Nivolumab and pembrolizumab, anti-programmed cell death protein 1 monoclonal antibodies, have revolutionized oncology but are expensive. Using an interventional pharmacoeconomic approach, these drugs can be administered less often to reduce costs and increase patient convenience while maintaining efficacy. Both drugs are good candidates for less frequent dosing because of long half-lives and no evidence of a relationship of dose to efficacy. Established population pharmacokinetic models for both nivolumab and pembrolizumab were used to simulate profiles for multiple dosing regimens on 1000 randomly generated virtual patients. Simulations were initially performed on standard dose regimens to validate these in silico predictions. Next, simulations of nivolumab 0.3 mg/kg every 3 weeks revealed that >95% of patients maintained ≥1.5 μg/mL at steady state, which was inferred as the minimum effective concentration (MEC) for both drugs.
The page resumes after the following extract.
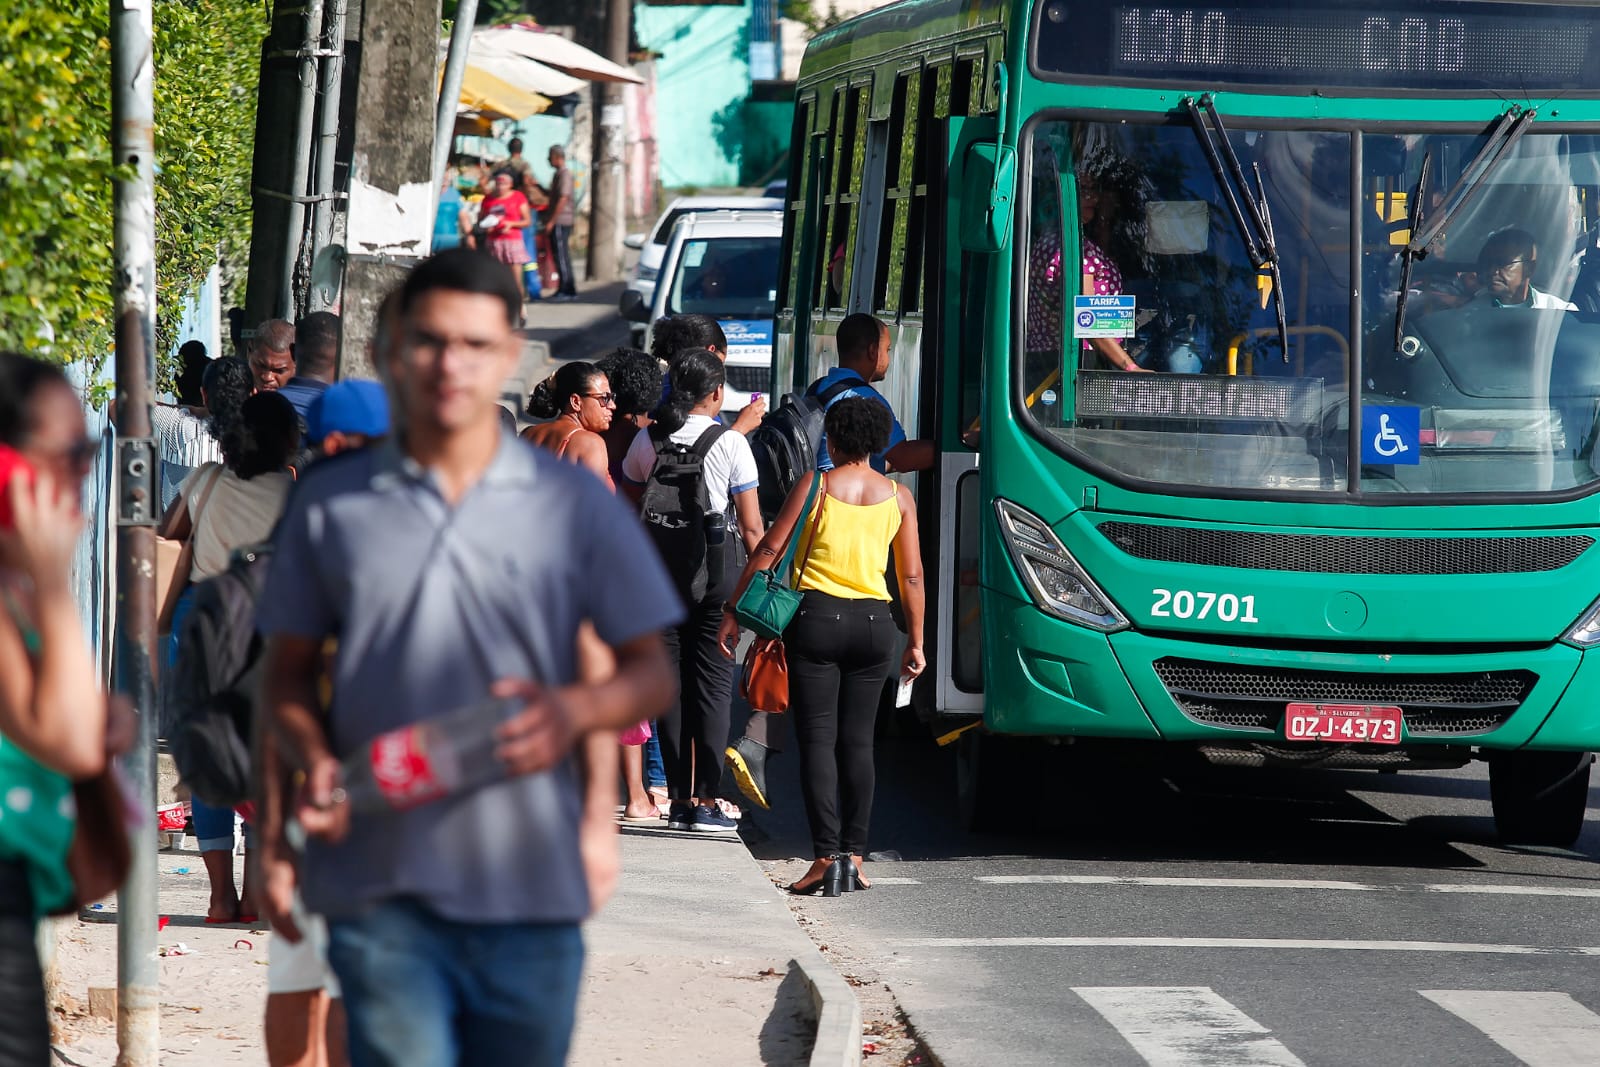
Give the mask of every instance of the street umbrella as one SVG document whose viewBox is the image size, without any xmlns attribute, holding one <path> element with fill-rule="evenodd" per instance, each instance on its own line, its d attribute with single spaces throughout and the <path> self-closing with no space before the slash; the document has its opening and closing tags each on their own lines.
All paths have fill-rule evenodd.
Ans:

Various alternative dosing regimens were simulated for both drugs to determine which regimen(s) can maintain this MEC in >95% of patients. Extended dosing regimens of nivolumab 240 mg every 4 weeks and 480 mg every 8 weeks along with pembrolizumab 200 mg every 6 weeks were simulated, showing that >95% of patients maintained MEC or greater. These simulations demonstrate the potential to reduce drug exposure by at least 50%, thus substantially reducing patient visits (as well as costs), while maintaining equivalent efficacy. These models provide the scientific justification for an ongoing prospective randomized clinical trial comparing standard interval fixed dosing with extended interval fixed dosing, and ultimately an efficacy-driven comparative trial.
Keywords: clinical trials; immunopharmacology; modeling and simulation; oncology; population pharmacokinetics.
© 2021, The American College of Clinical Pharmacology.